While authors ultimately suggest that “[a]ccuracy and consistency are greatest if composites are constructed to maximize reliability,” perhaps more importantly, especially for practitioners, authors note that “accuracy varies across models and cut-scores and that models with similar accuracy may yield different teacher classifications.”

This, of course, has huge implications for teacher evaluation systems as based upon multiple measures in that “accuracy” means “validity” and “valid” decisions cannot be made as based on “invalid” or “inaccurate” data that can so arbitrarily change. In other words, what this means is that likely never will a decision about a teacher being this or that actually mean this or that. In fact, this or that might be close, not so close, or entirely wrong, which is a pretty big deal when the measures combined are assumed to function otherwise. This is especially interesting, again and as stated prior, that the third author on this piece – Pete Goldschmidt – is the person consulting with the state of New Mexico. Again, this is the state that is still trying to move forward with the attachment of consequences to teachers’ multiple evaluation measures, as assumed (by the state but not the state’s consultant?) to be accurate and correct (see, for example, here).

Indeed, this is a highly inexact and imperfect social science.

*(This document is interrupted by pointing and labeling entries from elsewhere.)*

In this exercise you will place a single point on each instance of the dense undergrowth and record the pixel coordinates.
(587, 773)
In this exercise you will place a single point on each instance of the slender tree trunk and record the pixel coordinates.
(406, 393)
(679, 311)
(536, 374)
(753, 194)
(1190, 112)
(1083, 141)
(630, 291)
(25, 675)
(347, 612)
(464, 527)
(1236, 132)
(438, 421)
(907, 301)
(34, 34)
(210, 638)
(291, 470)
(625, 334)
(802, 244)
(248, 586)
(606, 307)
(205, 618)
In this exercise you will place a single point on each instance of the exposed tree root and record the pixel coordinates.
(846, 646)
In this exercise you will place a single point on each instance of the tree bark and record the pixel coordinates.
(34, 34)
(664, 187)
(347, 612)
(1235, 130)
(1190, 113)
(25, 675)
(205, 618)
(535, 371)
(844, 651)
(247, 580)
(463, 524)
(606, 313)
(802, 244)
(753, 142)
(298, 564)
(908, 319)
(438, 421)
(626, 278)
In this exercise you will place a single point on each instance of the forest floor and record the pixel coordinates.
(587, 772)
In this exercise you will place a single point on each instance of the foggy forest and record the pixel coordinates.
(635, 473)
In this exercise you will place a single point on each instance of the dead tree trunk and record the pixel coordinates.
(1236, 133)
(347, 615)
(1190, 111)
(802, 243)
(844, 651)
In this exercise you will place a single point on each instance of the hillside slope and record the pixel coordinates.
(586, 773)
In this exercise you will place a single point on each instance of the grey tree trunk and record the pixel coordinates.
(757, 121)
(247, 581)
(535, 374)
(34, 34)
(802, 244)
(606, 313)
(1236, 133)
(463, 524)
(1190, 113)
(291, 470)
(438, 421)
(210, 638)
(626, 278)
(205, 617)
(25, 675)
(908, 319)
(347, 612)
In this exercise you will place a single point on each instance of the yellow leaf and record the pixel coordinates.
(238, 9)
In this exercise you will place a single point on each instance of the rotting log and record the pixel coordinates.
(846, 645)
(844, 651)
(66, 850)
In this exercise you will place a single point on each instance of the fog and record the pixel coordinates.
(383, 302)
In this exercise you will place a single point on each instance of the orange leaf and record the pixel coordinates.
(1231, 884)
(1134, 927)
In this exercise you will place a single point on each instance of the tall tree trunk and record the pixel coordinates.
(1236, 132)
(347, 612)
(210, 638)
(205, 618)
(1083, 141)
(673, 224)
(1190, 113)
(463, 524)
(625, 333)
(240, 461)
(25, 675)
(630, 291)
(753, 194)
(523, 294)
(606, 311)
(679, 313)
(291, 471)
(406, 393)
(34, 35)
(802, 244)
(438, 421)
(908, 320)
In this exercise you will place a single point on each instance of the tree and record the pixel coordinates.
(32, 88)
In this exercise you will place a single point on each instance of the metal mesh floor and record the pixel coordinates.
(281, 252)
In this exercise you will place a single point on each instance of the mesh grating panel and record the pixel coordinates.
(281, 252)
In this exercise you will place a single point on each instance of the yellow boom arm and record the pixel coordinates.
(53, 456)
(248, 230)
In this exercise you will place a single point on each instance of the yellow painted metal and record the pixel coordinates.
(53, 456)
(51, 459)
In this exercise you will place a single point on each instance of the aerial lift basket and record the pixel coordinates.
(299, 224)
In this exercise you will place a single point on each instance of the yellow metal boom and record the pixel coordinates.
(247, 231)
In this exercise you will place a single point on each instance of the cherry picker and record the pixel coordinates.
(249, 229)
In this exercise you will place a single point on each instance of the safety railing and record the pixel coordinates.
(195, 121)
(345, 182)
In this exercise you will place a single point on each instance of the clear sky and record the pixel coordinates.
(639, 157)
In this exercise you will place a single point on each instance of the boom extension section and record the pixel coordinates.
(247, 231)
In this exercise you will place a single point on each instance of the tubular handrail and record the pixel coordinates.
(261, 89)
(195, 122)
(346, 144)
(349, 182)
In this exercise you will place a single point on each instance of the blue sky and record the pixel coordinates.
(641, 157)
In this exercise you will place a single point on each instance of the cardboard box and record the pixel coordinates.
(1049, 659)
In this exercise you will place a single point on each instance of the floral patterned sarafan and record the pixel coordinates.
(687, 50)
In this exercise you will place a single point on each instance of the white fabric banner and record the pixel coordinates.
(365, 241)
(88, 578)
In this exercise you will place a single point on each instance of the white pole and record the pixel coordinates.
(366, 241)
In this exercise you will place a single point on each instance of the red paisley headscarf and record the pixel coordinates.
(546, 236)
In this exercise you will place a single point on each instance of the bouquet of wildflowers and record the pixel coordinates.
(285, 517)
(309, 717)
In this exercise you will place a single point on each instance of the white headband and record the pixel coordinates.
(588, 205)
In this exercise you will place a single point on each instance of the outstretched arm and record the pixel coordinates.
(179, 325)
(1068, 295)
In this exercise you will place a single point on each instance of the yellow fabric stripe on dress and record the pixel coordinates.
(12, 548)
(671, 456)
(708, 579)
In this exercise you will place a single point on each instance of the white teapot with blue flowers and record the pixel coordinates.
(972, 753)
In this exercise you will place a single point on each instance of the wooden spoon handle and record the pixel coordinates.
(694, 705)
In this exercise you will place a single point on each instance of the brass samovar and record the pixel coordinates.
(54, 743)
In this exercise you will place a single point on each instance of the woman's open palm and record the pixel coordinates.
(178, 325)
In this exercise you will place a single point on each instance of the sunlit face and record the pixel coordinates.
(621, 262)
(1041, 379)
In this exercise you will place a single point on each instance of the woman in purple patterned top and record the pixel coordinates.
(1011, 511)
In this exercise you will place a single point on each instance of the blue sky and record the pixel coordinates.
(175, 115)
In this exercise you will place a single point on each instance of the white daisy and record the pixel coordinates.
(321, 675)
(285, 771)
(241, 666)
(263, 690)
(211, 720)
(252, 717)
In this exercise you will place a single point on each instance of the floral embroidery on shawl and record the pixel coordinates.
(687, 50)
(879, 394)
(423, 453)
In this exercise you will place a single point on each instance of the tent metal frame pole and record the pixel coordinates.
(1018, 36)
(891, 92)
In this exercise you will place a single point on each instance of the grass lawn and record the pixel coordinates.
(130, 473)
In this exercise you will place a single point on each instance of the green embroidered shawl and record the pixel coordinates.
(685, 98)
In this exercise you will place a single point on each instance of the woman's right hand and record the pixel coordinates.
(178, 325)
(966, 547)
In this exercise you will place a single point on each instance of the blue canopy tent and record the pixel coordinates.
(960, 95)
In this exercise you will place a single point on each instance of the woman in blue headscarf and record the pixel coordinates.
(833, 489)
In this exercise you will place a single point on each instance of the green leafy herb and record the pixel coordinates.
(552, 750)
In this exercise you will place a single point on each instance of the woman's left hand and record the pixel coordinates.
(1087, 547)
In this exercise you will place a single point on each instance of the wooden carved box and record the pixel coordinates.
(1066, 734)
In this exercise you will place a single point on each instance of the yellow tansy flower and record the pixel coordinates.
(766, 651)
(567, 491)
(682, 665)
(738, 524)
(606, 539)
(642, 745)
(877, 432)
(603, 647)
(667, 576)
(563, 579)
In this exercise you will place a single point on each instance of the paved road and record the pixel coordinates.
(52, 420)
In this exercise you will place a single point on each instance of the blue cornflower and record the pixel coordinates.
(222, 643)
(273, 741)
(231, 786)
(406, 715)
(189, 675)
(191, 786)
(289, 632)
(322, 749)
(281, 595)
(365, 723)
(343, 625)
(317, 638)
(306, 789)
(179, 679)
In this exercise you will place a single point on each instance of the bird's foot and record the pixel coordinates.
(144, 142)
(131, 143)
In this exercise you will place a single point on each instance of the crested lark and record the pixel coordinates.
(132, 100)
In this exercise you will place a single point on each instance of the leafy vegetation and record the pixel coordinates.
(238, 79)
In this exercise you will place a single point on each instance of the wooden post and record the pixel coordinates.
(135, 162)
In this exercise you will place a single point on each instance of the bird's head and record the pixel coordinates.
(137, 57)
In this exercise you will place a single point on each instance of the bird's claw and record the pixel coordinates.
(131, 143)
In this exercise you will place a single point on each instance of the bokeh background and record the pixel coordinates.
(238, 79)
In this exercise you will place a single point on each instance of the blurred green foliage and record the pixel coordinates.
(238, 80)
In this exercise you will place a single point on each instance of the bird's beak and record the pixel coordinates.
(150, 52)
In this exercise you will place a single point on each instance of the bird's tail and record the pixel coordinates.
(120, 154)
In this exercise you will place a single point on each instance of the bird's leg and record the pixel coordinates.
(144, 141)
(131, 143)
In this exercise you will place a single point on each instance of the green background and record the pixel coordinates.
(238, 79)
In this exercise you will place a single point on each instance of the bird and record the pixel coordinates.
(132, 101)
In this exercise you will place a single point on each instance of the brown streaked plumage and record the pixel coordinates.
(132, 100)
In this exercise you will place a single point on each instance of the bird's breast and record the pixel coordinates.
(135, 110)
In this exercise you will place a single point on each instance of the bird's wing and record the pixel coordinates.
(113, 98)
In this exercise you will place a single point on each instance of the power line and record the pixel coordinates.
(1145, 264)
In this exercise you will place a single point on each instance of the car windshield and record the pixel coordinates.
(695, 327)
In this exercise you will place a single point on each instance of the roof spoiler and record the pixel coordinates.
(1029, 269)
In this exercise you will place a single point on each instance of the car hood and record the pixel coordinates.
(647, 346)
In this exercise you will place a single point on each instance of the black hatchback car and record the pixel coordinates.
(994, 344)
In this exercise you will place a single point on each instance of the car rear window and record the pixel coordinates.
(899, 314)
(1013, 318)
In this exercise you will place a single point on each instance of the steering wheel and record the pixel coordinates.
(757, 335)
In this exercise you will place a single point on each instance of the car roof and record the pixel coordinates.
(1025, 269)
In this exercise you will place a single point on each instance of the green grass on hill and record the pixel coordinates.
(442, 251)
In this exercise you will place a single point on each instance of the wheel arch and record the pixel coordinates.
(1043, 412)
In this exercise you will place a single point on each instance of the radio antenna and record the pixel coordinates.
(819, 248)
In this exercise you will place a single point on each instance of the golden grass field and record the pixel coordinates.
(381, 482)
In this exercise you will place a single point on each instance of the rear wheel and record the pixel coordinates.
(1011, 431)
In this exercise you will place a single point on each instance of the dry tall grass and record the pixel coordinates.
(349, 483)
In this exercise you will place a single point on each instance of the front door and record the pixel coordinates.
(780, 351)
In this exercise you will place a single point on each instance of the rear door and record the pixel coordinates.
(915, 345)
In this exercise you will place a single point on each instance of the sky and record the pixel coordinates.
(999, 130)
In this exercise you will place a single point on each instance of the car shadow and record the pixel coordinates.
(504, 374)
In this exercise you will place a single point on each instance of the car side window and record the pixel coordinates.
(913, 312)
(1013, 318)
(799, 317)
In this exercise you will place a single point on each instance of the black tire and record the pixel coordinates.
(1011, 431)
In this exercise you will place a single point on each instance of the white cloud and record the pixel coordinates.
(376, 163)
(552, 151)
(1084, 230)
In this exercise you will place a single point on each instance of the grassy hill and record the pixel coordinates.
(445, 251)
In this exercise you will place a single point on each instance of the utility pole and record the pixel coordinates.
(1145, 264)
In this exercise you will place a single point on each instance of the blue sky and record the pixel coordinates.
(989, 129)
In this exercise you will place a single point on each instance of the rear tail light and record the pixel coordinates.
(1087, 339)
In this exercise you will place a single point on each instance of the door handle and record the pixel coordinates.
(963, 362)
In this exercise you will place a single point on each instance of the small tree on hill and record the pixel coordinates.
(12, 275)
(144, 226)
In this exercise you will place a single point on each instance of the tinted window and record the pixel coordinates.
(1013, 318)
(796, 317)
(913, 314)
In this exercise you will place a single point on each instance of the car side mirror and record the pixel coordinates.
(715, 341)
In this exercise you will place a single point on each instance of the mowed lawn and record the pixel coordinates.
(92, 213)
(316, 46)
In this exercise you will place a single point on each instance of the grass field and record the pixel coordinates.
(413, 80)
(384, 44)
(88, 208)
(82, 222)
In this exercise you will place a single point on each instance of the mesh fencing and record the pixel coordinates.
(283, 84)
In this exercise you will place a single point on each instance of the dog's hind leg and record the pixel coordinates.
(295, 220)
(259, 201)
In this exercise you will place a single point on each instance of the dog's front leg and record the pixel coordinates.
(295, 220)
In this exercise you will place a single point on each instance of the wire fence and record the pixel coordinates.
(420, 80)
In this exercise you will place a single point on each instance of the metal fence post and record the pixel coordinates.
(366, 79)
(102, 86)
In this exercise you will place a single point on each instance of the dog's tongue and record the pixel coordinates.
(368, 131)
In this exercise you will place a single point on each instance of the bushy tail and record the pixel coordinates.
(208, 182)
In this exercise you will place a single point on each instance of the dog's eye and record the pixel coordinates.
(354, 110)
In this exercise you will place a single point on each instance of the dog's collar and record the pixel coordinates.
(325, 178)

Authors also found that “policy weights yield[ed] more reliable composites than optimal prediction [i.e., empirical] weights” (p. 750). In addition, “[e]mpirically derived weights may or may not align with important theoretical and policy rationales” (p. 750); hence, the authors collectively referred others to use theory and policy when combining measures, while also noting that doing so would (a) still yield overall estimates that would “change from year to year as new crops of teachers and potentially measures are incorporated” (p. 750) and (b) likely “produce divergent inferences and judgments about individual teachers (p. 751). Authors, therefore, concluded that “this in turn highlights the need for a stricter measurement validity framework guiding the development, use, and monitoring of teacher evaluation systems” (p. 751), given all of this also makes the social science arbitrary, which is also a legal issue in and of itself, as also quasi noted.

Now, while I will admit that those who are (perhaps unwisely) devoted to the (in many ways forced) combining of these measures (despite what low reliability indicators already mean for validity, as unaddressed in this piece) might find some value in this piece (e.g., how conjunctive and disjunctive models vary, how principal component, unit weight, policy weight, optimal prediction approaches vary), I will also note that forcing the fit of such multiple measures in such ways, especially without a thorough background in and understanding of reliability and validity and what reliability means for validity (i.e., with rather high levels of reliability required before any valid inferences and especially high-stakes decisions can be made) is certainly unwise.

If high-stakes decisions are not to be attached, such nettlesome (but still necessary) educational measurement issues are of less importance. But any positive (e.g., merit pay) or negative (e.g., performance improvement plan) consequence that comes about without adequate reliability and validity should certainly cause pause, if not a justifiable grievance as based on the evidence provided herein, called for herein, and required pretty much every time such a decision is to be made (and before it is made).

Citation: Martinez, J. F., Schweig, J., & Goldschmidt, P. (2016). Approaches for combining multiple measures of teacher performance: Reliability, validity, and implications for evaluation policy. Educational Evaluation and Policy Analysis, 38(4), 738–756. doi: 10.3102/0162373716666166 Retrieved from http://journals.sagepub.com/doi/pdf/10.3102/0162373716666166

Note: New Mexico’s data were not used for analytical purposes in this study, unless any districts in New Mexico participated in the Bill & Melinda Gates Foundation’s Measures of Effective Teaching (MET) study yielding the data used for analytical purposes herein.